Trabaja en tu felicidad

Trabaja en tu felicidad

La felicidad suele ser la meta de todos, pero hay personas a las cuales les resulta más fácil llegar a ella que a otros. ¿Por qué? Si te detienes a analizar más que a juzgar y a envidiar a esas personas, podrás ver ciertos elementos comunes: uno de ellos es que tienen un proyecto de vida.

Sin proyecto de vida ¿a dónde vamos?, ¿qué hacemos?, pues a ninguna parte, solo nos quedamos en modo sobrevivencia, reaccionando ante lo que sucede, disfrutando de los placeres y alarmándonos por los peligros. Desde este proceso, ¿cómo poder sobrellevar los golpes de la vida?

Piensa algo, ¿qué es lo qué te lleva a levantarte después de una caída? Cuando te caes necesitas levantarte y seguir caminando, pero ¿a dónde irías y por qué te levantarías si no sabes a dónde ir?

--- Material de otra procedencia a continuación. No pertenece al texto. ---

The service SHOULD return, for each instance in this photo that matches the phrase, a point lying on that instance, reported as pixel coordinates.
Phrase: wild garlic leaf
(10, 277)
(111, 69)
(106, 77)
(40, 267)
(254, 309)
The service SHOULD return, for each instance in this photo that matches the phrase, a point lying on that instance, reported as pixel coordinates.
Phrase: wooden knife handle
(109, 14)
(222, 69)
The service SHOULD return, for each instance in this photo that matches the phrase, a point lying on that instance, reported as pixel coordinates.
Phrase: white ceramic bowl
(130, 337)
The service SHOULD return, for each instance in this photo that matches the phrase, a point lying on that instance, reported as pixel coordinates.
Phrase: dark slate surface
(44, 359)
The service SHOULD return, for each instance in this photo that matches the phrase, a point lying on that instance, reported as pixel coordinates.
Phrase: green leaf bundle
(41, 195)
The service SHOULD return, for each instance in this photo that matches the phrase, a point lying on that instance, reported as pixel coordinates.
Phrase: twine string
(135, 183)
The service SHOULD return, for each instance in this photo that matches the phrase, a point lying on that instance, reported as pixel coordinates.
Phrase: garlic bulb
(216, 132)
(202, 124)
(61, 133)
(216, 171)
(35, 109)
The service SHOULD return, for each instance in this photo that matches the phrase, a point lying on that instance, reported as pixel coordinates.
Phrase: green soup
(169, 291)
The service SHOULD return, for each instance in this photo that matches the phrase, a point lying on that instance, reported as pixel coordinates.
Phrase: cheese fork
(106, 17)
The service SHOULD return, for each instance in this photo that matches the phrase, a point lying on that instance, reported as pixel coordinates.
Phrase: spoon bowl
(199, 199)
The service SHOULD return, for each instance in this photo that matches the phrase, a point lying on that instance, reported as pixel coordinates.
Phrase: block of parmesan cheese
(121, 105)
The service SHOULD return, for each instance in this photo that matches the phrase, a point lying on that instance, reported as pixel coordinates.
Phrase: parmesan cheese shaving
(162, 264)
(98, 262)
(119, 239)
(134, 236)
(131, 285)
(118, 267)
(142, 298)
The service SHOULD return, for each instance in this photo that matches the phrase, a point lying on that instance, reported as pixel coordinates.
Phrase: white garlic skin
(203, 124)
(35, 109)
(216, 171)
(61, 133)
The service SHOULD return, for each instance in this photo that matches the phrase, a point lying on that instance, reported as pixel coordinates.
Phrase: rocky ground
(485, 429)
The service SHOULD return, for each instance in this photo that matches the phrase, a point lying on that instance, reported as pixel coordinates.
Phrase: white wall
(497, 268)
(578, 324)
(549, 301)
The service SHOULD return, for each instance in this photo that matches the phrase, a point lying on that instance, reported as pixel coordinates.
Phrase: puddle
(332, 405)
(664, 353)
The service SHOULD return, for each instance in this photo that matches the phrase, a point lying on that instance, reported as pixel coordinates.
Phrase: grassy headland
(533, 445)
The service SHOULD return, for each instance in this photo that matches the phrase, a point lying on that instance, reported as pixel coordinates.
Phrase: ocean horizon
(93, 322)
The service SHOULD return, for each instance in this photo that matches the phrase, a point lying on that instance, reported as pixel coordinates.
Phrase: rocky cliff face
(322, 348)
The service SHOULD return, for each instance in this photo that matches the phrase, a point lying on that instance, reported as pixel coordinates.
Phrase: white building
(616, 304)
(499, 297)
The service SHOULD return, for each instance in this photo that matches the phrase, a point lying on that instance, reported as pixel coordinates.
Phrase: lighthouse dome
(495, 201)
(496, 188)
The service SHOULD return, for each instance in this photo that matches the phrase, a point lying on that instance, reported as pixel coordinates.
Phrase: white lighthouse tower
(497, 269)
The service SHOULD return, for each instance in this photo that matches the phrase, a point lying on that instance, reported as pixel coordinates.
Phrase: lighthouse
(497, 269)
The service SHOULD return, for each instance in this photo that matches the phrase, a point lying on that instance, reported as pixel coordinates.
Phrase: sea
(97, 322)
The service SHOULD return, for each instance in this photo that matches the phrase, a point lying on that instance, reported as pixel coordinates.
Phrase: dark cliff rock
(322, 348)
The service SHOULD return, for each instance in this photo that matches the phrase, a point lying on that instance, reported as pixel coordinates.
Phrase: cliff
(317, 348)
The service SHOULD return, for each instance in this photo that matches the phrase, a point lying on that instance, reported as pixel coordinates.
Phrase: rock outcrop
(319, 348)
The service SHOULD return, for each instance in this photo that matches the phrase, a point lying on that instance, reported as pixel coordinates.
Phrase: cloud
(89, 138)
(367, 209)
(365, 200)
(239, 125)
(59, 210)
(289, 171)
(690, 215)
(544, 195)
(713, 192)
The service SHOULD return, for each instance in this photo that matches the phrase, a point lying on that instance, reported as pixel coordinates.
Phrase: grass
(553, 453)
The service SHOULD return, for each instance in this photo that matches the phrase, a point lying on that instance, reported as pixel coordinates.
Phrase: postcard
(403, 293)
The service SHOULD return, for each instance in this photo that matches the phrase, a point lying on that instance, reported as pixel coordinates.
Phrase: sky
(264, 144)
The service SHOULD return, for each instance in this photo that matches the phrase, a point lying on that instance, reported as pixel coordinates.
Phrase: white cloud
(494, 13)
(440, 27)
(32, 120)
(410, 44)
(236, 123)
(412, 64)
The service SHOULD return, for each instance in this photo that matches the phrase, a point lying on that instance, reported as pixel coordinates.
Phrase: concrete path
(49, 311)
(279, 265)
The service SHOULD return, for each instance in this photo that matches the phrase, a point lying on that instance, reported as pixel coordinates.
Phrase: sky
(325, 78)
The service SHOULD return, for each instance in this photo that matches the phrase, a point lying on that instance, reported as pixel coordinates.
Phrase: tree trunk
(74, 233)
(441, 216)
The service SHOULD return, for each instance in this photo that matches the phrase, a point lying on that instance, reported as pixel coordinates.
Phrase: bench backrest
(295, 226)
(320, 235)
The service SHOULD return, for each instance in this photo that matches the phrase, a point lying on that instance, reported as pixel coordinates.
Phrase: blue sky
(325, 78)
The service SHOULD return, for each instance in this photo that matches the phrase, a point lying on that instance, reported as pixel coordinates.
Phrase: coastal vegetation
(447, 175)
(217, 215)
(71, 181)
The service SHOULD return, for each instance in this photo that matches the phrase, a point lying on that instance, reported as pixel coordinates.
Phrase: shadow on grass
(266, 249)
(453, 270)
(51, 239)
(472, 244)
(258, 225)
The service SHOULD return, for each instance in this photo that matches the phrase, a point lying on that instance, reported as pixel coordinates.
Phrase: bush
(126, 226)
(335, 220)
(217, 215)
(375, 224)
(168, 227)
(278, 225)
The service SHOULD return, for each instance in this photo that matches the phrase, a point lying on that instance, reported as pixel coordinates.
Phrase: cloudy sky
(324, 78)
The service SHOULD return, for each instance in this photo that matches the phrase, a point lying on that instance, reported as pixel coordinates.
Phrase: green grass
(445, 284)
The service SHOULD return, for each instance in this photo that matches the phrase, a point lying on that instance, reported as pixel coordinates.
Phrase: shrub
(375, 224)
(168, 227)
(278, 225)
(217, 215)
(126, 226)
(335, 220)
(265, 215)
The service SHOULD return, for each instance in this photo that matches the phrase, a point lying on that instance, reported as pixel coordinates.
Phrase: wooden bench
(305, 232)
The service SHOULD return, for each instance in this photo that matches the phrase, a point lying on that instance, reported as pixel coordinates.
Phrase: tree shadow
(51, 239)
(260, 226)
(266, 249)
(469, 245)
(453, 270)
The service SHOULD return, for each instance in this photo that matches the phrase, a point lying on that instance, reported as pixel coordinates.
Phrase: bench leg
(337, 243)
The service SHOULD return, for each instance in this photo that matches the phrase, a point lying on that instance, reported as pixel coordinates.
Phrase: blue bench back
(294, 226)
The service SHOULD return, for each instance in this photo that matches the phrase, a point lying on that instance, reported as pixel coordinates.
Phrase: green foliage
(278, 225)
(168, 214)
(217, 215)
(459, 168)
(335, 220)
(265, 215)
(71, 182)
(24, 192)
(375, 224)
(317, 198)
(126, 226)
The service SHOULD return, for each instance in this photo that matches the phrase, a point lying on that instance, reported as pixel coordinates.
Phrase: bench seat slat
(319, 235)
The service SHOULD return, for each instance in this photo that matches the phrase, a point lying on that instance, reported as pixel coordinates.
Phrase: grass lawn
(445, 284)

En distancias cortas solo necesitas reaccionar, pero para las largas necesitas inspirarte, motivarte, y es allí donde interviene ese proyecto de ser, esa versión de ti que quieres llegar a ser, pero ¿eso es suficiente?

No, aun si tuviéramos un proyecto de vida, si no está acompañado de amor personal, conocimiento de eso que nos apasiona y hacemos bien (talentos), capacidad de amar a otros y dar desde el disfrute, igual pudiéramos derrumbarnos ante los reveses de la vida.

Enfocarse en la memoria positiva es otro aspecto fundamental. La llamo así porque es la que se refiere a los recuerdos de todas las veces que hemos enfrentado situaciones difíciles y las hemos superado. Son estos recuerdos un buen salvavidas cuando las circunstancias se tornen adversas en nuestra vida, porque nos dice: sí se puede, siempre pudiste y ahora vas a poder.

“Hay momentos en la vida cuyo recuerdo es suficiente para borrar años de sufrimiento”. Voltaire

Las circunstancias pueden no ser fáciles, pero encontrar la actitud y la motivación es una tarea diaria, así como bañarse, hay que alimentarla. Es necesario encontrar cada día un motivo para levantarse de la cama con ánimo y luchar, pensar en quienes amamos, en el proyecto que queremos lograr, en nuestras esperanzas, y así activar el motor que nos permita continuar desde altos niveles de energía y optimismo. Si no apostamos a ganador, ¿a qué apostamos?

Dirige tus pensamientos para que sean tus grandes aliados en la búsqueda de la felicidad. Pensar en lo que te agobia te agobia más, pensar y recordar experiencias positivas te reconforta y te da fuerzas. Entonces, la decisión está clara dependiendo de lo que quieras obtener.

Si quieres que todo te vaya peor, camina de la mano de tus angustias, a la deriva, revolcándote en el dolor y con poca confianza en que la situación pueda revertirse. Pero sé que si estás leyendo este artículo, es precisamente esto lo que no deseas en tu vida, por lo que el camino es exactamente lo opuesto.

Identifica lo que eres, lo que quieres ser, tu proyecto de vida, confía en tu capacidad y potencial. Ámate, valórate y apóyate en tus recuerdos de éxito y en todo tipo de pensamientos que te susurren al oído y hasta te griten: ¡vamos que si puedes! ¡Lo vas a lograr!, siempre, aun cuando estés en el piso, porque no es una derrota, sino un aprendizaje de una de las caras del éxito que no habrías visto si no te hubieras caído.

No le temas al dolor, este te hace vulnerable y más humano (o más bien más espiritual). Ayuda a quienes puedas sin por ello dejarte de lado tú, y concéntrate en tu sueño sin que los juicios, comparaciones o críticas a otros te distraigan y apaguen tu luz.